Save the World: Dump Kyoto

Is implementing the Kyoto Protocol the best way to "save the world" from global warming? If you believe so, then you better read this article by Jonathan Kay, writing in Tuesday's National Post:

You rarely see anyone actually crunch the numbers and prove Kyoto's worth on a cost-benefit basis.

That's because, as world-renowned Danish thinker Bjorn Lomborg demonstrates in a new book, you can't.
Lomborg's book -- excerpted in a three-part series that appeared on these pages a month ago -- is built around the (surprisingly) rich body of peer-reviewed studies that measure the aggregate social cost of climate change on human societies -- including its impacts on agriculture, fisheries, fresh water supplies, hurricanes and land loss... For every dollar we spend on Kyoto, we get back 34¢.

And even this analysis is optimistic -- because it assumes the most efficient carbon-abatement policies available.

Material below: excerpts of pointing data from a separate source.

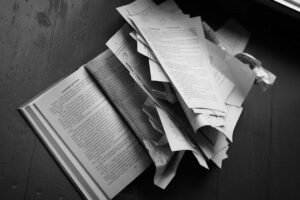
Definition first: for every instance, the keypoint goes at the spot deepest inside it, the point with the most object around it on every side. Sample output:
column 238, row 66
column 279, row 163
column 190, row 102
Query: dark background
column 42, row 41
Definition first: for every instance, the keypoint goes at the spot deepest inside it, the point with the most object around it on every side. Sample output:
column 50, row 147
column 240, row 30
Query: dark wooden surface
column 43, row 40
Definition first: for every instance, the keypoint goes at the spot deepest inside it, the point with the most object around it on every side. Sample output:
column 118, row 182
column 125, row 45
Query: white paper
column 233, row 37
column 157, row 74
column 182, row 52
column 140, row 7
column 237, row 72
column 176, row 139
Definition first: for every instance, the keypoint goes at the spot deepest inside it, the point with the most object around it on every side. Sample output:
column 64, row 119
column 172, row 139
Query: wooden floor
column 42, row 41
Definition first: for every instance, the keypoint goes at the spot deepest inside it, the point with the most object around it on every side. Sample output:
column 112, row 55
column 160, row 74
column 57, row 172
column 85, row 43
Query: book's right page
column 125, row 94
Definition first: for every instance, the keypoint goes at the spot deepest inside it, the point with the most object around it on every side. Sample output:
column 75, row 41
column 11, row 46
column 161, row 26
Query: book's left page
column 87, row 136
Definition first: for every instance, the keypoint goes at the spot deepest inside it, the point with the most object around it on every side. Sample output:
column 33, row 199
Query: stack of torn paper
column 195, row 86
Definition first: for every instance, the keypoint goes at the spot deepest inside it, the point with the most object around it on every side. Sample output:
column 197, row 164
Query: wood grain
column 42, row 41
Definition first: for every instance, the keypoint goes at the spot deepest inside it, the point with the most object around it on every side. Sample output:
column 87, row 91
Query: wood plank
column 24, row 42
column 245, row 174
column 285, row 160
column 81, row 30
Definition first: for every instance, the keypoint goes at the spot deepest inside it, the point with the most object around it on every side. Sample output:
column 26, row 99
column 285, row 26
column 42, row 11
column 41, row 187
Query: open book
column 93, row 123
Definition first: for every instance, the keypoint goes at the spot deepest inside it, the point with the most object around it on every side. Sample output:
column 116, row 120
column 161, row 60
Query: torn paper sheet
column 157, row 74
column 233, row 36
column 176, row 139
column 144, row 50
column 181, row 50
column 166, row 162
column 124, row 48
column 141, row 7
column 170, row 6
column 231, row 120
column 264, row 78
column 236, row 71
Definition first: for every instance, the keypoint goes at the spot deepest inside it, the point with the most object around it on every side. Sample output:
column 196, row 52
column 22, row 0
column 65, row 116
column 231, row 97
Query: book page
column 180, row 48
column 124, row 92
column 85, row 121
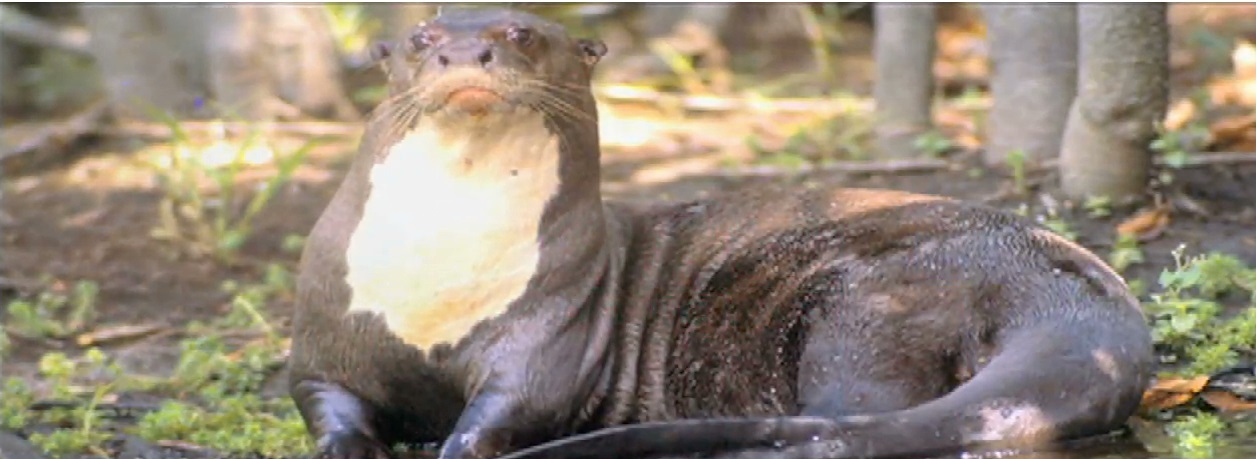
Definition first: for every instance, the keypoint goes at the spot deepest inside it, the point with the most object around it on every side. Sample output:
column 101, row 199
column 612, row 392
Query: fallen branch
column 58, row 132
column 896, row 166
column 1224, row 157
column 29, row 29
column 718, row 103
column 160, row 131
column 1192, row 160
column 735, row 103
column 111, row 409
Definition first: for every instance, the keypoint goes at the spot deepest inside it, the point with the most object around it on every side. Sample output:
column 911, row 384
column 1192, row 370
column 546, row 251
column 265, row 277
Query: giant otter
column 468, row 286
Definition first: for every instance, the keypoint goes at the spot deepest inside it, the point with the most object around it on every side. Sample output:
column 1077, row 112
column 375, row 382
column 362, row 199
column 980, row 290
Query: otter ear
column 591, row 49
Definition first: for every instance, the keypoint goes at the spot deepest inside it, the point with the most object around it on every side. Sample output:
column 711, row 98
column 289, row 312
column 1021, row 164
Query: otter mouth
column 473, row 99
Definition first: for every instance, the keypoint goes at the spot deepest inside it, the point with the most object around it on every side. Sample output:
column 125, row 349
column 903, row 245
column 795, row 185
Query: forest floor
column 91, row 218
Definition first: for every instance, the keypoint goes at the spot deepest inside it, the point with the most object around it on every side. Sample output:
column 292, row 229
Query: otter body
column 469, row 287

In practice, many nations have opted instead for inefficient, but optically attractive, solutions such as windmills.

Schemes that are even more ambitious than Kyoto result in even greater economic inefficiencies.

That's because of the law of diminishing marginal returns. Our first carbon cuts are always going to be the easy ones -- dropping the house thermostat when we go away for the weekend, screwing in a few CFL light bulbs, buying a slightly smaller SUV, etc. But the deeper you cut carbon emissions, the more painful and difficult the cuts become.

But here's where Lomborg's analysis is especially trenchant. While his methods are ruthlessly utilitarian, he shares the same humanitarian goals ostensibly championed by climate change activists. Indeed, there's nothing he'd like more for the $180-billion a year demanded by Kyoto to be shovelled into other programs that address human misery more directly. If we did so, he shows, we'd save millions more lives.